Caleb Sima: Yeah. And it's basic, boring things that we should go focus on, right?

Like it's not that hard to go do this.

Clint Gibler: Which is one thing I really liked about your talk, [00:26:00] actually where you were talking about, I think you claimed in your experience, many breaches are as a result of a coverage, whether that's a breath or depth. Yeah. Where it's yeah you had the right tool, you had the right alerting, but someone used their personal credit card to spin up a new AWS account.

Who saw it? Yeah. Yeah.

Caleb Sima: That's right. It's, because I do, and in fact, I was even saying in, I said in my talk, I could give an entire separate talk just on coverage alone. Because the amount of incidents, like, when I was at Vendor, I decided to go, Become a defender and work at a company because I wanted to know why were breaches that I read about all these simple things.

Yet it seems like vendors are building technology that can solve that. Yeah. So why does that happen? Why do we have all of these vendors that clearly can solve that? And yet this, and then people will say guaranteed. That's because it's not a technology, which is true. Those it's a people, process problem that is also true. And also I think it's a coverage. Yeah. It really is oh, the reason why that S3 bucket was open isn't because we don't [00:27:00] have the right SCPs or people pentesting or scanning our stuff or we don't have a CSPM, it's because that bucket was actually a partner's bucket that we don't have coverage over.

Now we weren't aware it had our stuff in it, yet people were putting stuff into it. It's a gap in coverage. It's all the things that fall through the cracks. Yeah.

Clint Gibler: Everyone uses MFA except the contractors who have access to sensitive things.

Caleb Sima: Who we had to make an exception for in order to do this, right?

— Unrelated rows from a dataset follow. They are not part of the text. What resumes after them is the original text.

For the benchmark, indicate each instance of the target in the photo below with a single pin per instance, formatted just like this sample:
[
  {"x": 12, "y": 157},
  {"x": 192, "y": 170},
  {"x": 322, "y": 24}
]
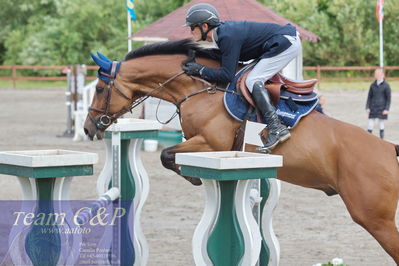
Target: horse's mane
[{"x": 174, "y": 47}]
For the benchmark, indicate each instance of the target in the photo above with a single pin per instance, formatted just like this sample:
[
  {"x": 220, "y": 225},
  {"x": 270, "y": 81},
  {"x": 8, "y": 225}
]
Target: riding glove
[{"x": 193, "y": 69}]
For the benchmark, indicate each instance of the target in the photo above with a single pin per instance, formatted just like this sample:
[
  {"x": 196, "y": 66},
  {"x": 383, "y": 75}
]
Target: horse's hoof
[{"x": 194, "y": 181}]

When did we make an exception for this? So that was like three months ago. Yeah. Did it get to me? No, because you're the CISO. It can't go all the way to you. Yeah. Like, where did this come from?

Ashish Rajan: Yeah. Even a scale challenge as well, because after a certain scale, it's nearly impossible for you to know.

What each of the developers are doing as well. If you have 10, 000 developers, how do you keep track of every single thing, every single open source experiment they're doing? Which way? You can't.

Clint Gibler: Another example of promising application of AI across a bunch of different domains is if you think about it, as a security team, you want visibility.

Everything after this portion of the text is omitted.